Francamente, compañeros, nuestros parciales intereses me importan un
bledo. Y se lo importan al resto de la sociedad. Fundamentalmente porque
el impacto que sobre la salud de las personas tendría la consecución de
esos objetivos específicos –el chocolate del loro-, no tiene, ni de
lejos, el que tendrán los recortes o la privatización de servicios que
ya empieza a afectar a los hospitales públicos tradicionales –véase el
caso de Castilla-la Mancha-.
Pero aunque médicos, enfermeras, celadores, administrativos, técnicos, personal de limpieza, y demás conformemos esa marea blanca que abra camino, una reivindicación ciudadana general será determinante. Por débil o fuerte que lo consideren, la marea multicolor
es lo único que se interpone entre nosotros y las fuerzas financieras,
económicas y políticas nacionales e internacionales que tratan de
desbaratar el sistema para, entre otras cosas, dar paso a sectores
afines que algo tienen de lo que describo.

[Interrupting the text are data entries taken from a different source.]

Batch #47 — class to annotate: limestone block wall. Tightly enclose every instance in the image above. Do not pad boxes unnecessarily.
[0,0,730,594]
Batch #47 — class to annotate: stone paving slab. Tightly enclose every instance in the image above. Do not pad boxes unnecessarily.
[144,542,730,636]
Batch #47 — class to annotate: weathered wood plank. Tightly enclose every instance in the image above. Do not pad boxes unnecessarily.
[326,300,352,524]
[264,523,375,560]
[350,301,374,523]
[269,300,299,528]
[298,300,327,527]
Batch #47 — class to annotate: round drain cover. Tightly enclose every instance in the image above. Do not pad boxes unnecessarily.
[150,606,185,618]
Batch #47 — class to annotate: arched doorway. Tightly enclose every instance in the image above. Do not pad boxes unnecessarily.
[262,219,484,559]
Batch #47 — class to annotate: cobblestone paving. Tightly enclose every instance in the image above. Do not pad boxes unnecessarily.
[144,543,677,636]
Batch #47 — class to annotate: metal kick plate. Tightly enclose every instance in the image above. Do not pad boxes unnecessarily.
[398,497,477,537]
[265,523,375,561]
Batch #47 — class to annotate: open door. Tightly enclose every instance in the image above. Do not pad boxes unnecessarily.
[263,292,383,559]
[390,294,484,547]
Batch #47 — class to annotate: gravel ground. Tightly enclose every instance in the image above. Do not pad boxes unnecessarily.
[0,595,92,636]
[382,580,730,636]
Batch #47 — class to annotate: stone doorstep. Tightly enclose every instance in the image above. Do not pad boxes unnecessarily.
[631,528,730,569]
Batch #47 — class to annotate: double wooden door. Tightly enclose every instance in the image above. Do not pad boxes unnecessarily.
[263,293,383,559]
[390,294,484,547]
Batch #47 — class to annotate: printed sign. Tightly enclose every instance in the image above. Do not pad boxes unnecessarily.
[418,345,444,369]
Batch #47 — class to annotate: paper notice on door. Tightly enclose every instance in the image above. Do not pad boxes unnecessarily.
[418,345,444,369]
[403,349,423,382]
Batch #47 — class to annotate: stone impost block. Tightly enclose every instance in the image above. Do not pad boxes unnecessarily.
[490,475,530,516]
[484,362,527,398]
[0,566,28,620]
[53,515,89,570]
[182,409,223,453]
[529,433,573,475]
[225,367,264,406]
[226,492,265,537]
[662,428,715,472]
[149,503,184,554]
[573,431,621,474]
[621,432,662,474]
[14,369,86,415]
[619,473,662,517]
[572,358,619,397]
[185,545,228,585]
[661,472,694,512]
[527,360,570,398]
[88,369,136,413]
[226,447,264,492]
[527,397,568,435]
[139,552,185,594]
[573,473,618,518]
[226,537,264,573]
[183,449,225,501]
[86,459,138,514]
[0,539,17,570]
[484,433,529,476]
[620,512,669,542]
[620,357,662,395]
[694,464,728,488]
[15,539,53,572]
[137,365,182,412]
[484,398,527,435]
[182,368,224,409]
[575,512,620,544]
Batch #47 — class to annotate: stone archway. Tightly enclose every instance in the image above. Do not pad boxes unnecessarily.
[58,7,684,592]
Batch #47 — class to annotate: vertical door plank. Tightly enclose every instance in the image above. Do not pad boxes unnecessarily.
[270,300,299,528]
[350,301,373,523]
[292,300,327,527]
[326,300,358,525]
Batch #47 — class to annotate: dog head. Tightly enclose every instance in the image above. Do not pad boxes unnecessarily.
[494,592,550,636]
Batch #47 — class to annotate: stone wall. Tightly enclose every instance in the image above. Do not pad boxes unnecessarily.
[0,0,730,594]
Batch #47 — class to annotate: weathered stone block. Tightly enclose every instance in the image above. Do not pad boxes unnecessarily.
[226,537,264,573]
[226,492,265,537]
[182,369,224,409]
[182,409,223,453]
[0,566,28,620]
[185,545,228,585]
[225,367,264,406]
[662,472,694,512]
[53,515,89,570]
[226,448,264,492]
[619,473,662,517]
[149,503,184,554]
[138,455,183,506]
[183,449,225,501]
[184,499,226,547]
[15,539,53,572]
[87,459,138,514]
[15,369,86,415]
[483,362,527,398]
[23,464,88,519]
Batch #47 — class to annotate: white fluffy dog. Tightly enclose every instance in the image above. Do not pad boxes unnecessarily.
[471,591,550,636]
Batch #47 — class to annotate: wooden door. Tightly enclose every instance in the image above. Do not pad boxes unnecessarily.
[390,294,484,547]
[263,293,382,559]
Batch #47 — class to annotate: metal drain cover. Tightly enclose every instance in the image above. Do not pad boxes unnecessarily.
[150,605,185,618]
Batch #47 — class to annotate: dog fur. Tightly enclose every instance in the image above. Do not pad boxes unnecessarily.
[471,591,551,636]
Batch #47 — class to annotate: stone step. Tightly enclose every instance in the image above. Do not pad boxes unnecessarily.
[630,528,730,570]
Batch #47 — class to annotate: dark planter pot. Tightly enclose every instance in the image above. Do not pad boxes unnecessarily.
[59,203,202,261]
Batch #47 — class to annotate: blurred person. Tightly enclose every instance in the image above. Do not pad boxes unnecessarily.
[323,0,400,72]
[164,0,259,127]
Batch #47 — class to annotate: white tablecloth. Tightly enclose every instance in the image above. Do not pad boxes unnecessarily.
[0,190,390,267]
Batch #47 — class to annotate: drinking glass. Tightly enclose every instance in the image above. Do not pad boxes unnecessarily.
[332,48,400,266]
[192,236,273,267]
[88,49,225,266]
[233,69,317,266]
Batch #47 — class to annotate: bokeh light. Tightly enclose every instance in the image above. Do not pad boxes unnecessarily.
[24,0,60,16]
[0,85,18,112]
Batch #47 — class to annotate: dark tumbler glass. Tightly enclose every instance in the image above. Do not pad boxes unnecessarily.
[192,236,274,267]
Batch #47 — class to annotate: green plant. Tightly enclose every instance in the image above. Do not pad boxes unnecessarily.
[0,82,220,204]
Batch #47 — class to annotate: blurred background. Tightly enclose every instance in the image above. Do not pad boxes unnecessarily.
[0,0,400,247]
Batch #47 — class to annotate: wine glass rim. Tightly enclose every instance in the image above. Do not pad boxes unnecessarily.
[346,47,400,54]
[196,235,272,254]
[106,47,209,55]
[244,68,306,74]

Ampliemos miras, reflexionemos con sensatez y centrémonos en el bien
común, porque es hora de preparar las barricadas. Los recortes no son ni
la única forma de responder a la crisis, ni inevitables. Nuestra
acción, o inacción, lo único que controlamos, sí puede hacerlos
inevitables. Y si piensa que a usted no le afecta, recuerde lo que
asegura Santiago Cervera, uno de los máximos exponentes sanitarios del
Partido Popular: “Todos somos indigentes en el ámbito sanitario porque
no podemos pagarnos un trasplante hepático”.
Aser García Rada es pediatra y periodista.